Originally Posted by
TooMany
Cougar stated: "But observed gravitational effects suggest there must be 5-10 times more matter in galaxies than the baryons we can detect."
I'm not sure that this is correct statement without various assumptions, can you site a reference? Some dwarf galaxies have far more "dark matter" than that (e.g. 100 times visible), and some large galaxies require relatively little additional mass to explain their rotation curves (or velocity dispersion).

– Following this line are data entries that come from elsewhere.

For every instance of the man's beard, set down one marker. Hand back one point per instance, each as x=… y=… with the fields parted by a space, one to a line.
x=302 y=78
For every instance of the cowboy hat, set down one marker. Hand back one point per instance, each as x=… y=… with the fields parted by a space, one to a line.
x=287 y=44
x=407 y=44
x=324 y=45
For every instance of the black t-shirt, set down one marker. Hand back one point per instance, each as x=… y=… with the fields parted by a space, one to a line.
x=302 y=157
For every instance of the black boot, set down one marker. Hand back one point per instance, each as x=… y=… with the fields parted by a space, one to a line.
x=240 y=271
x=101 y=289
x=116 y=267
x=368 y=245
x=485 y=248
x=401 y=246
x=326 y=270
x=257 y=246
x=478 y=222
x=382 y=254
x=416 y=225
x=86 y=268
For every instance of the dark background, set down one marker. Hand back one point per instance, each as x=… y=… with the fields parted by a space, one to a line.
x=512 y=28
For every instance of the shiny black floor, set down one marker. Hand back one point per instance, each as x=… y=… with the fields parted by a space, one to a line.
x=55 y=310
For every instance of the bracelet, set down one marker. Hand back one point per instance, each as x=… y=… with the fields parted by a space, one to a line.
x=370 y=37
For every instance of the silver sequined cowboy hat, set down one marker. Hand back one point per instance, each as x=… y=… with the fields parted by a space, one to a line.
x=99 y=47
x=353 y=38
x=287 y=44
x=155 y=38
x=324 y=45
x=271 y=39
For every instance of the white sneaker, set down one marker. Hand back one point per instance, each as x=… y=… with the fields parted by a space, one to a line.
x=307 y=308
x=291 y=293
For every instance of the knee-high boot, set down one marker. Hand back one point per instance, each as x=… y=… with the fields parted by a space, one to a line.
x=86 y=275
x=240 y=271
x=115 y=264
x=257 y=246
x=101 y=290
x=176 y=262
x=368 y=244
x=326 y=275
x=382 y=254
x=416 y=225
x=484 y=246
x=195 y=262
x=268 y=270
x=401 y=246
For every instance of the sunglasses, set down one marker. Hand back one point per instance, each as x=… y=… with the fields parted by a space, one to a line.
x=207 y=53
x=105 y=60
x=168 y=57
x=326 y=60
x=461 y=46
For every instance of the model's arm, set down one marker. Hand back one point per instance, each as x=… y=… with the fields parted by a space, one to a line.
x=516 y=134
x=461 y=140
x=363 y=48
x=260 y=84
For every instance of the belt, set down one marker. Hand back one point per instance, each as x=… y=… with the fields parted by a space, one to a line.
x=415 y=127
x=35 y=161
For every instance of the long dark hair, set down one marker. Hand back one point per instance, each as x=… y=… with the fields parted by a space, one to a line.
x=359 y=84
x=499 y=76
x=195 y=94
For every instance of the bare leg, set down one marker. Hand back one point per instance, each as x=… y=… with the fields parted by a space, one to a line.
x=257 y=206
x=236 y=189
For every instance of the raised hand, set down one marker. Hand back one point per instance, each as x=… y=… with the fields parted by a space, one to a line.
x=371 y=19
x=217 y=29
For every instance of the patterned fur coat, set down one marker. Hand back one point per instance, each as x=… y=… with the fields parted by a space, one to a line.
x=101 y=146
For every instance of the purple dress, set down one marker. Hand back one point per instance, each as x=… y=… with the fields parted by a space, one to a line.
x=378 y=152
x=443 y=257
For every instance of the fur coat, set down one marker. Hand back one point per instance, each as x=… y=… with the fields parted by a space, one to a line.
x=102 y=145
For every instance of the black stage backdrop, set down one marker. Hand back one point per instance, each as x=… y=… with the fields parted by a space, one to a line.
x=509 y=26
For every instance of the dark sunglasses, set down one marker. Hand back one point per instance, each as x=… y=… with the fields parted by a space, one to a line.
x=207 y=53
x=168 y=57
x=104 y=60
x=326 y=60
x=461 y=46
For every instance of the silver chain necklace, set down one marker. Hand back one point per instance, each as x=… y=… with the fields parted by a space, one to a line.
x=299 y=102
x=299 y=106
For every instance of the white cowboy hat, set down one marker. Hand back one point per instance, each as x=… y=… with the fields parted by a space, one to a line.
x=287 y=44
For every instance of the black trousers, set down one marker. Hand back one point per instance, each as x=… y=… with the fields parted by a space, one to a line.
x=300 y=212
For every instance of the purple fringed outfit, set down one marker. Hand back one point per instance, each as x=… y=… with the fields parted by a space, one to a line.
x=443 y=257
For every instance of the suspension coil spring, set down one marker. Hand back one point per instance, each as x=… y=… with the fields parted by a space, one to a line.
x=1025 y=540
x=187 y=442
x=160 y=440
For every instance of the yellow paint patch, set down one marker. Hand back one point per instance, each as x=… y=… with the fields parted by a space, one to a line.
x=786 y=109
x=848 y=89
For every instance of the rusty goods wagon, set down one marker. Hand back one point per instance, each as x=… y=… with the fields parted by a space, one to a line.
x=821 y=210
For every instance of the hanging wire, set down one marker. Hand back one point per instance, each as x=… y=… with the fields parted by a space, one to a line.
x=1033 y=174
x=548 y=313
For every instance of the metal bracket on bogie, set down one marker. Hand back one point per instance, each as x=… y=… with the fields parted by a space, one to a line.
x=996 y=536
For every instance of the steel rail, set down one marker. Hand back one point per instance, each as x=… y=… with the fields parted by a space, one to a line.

Sure, mine was a general statement, and there are exceptions. I've heard in the past that the apparent dynamics of large elliptical galaxies don't seem to require as much dark matter as, for example, spirals. However, large ellipticals are formed by mergers, and mergers are going to perturb existing near-circular orbits into more elongated orbits. Objects in elongated orbits are going slower than their average speed when they're far from the center of the galaxy. Dekel, et al. simulated the situation and found that these elongated orbits, with their slower outer trajectories, only make it look like there's less dark matter than we would expect:
Using numerical simulations of disk-galaxy mergers, we find that the stellar orbits in the outer regions of the resulting ellipticals are very elongated. These stars were torn by tidal forces from their original galaxies during the first close passage and put on outgoing trajectories. The elongated orbits, combined with the steeply falling density profile of the observed tracers, explain the observed low velocities even in the presence of large amounts of dark matter.
As I've always said, a single paper does not firmly establish a proposition. But this one makes sense to me.